Berdasarkan catatan Badan Meteorologi, Klimatologi, dan Geofisika (BMKG), dalam beberapa hari terakhir terjadi hujan dengan intensitas lebat di berbagai daerah, di antaranya Nusa Tenggara Barat (83,8 mm/hari), Maluku (70,4 mm/hari), Sulawesi Selatan (63,4 mm/hari), Bali (61,5 mm/hari), Banten (60,2 mm/hari), Jawa Barat (54,8 mm/hari), dan Sulawesi Barat (50,1 mm/hari). Kondisi ini dipengaruhi oleh kombinasi faktor regional, seperti keberadaan sirkulasi siklonik serta penguatan monsun dingin Asia.

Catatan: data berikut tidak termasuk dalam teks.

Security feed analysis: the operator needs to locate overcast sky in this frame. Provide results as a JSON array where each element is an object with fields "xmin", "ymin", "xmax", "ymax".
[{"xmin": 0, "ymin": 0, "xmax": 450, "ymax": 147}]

BMKG juga menyampaikan bahwa potensi cuaca ekstrem masih perlu diwaspadai seiring menguatnya monsun Asia dan munculnya bibit siklon tropis di wilayah selatan Indonesia. Situasi tersebut berpotensi memicu hujan lebat, angin kencang, hingga peningkatan risiko gangguan kelistrikan.
Manager PLN UP3 Garut, Atikah Dewi Anggreny, mengatakan bahwa sosialisasi K3 ini bertujuan meningkatkan kewaspadaan masyarakat terhadap potensi bahaya kelistrikan akibat hujan lebat dan angin kencang.


“Kami mengimbau masyarakat untuk memastikan instalasi listrik dalam kondisi aman, tidak menyentuh peralatan listrik dengan tangan basah, serta segera melapor ke PLN jika menemukan potensi gangguan atau bahaya kelistrikan,” ucap Atikah.
General Manager PLN UID Jawa Barat, Sugeng Widodo, menegaskan bahwa keselamatan masyarakat menjadi prioritas utama PLN dalam menghadapi kondisi cuaca ekstrem.
“PLN terus mengedepankan aspek keselamatan dan keandalan listrik. Kami mengajak masyarakat untuk bersama-sama meningkatkan kewaspadaan demi mencegah risiko kecelakaan kelistrikan,” kata Sugeng.
Melalui sosialisasi K3 ini, PLN UP3 Garut berharap masyarakat lebih memahami langkah-langkah keselamatan kelistrikan sehingga dampak cuaca ekstrem dapat diminimalkan.
Selain itu, PLN juga mengajak masyakarat untuk melaporkan potensi yang dapat mengakibatkan gangguan kelistrikan akibat cuaca ekstrem seperti pohon tumbang, banjir, dan tanah longsor melalui aplikasi canggih PLN Mobile.